Sometimes you could peek over . . .
And the breeze was way-doggies off the charts again, fortyish in the gusts, and the bay was ebb-tide green with washboard waves, white on top, and there was a lot of spitting, and a bit of hooting and hollering, and I would have kept my fingers crossed except that wasn’t working for me, and this is intended as an homage to the Star in its 100th year—thank goodness we weren’t racing because a pencil neck like me couldn’t have kept the boat down, upwind—and, fortunately, Richmond is a big target. And, fortunately, we missed Alcatraz, and I guess we could have made it a question when we got to Richmond about whether to gybe or not, but by golly it took hardly any conversation at all to agree to tack around instead and we were plum grateful when that worked because on that day there was no Riviera on the “Richmond Riviera.” Whew. Soaked through. From the outside in, and the inside out.

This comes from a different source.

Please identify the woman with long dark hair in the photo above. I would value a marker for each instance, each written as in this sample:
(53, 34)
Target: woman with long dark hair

Even with the Star Class struggling in recent years to maintain its history as the ultimate marriage of elite sailors and weekend warriors, I have looked upon the Star as the window into the question of Who We Are, and is there an Us in this sport. Star Class sailors like to say that their competition is the graduate school of small boat sailing. Where did two-time Laser Gold Medalist Robert Scheidt turn, after the Laser? To the Star, of course. The ISAF decision to drop Stars from the 2016 Olympiad speaks directly to the tension between the vision of Olympic sailing as an expression of our finest traditions, versus, um, television entertainment.
Enough already has been written about that.
And I’m ready to see kites in the Olympics, so just call me conflicted.
Meanwhile, thank you to the Star Class, and thank you to the late Austin Gibbon, for the wildest boatride I ever had.
And just so we understand each other, below is a more extensive excerpt from George A. Corry’s writings of 1923, first published in Popular Science and reprinted in the Summer 2011 edition of STARLIGHTS. The astute reader will note that I edited Corry’s words above, but not below:
“Small boat sailing and racing this season is enjoying a boom such as the sport hasn’t known for a quarter of a century. This rejuvenation and return to popularity of a pastime that seemed doomed to extinction with the advent of the automobile and the motorboat has been brought about almost entirely by the development of the one design sailboat, known as the Star Class.
“Taurus”, Star #1, sailed by W.L. Inslee, winning the 1922 National Championship for the Western Long Island Sound against
Stars from the Atlantic, Pacific and Great Lakes. Source: 1923 Log/starclass.org.
“The introduction of the cheap, lightweight gas engine in motor-cars and motor-boats hit small boat sailing hard, and the sport went into a steady decline; then the war came, and sailboat building ceased for three years. The few hardy skippers who stuck to the helm and depended upon natural forces for propelling power in those days were advised to ‘put a kicker in her and get somewhere.’ Nothing but speed seemed to interest this army of ‘scorchers’ and new engine drivers who had only lately tired of the bicycle fad. But even in those days when small boat sailing was at its lowest ebb, there remained a small group of yachtsmen who still were faithful to the call of the ships, and who were held steadfast by the lure of the sea. In 1910 I was able to interest a few members of the American Yacht Club, of Milton Point, Rye, New York, in a project to build a number of small sailboats of the same design with the object of racing among themselves.
“The plan succeeded far beyond my expectations.”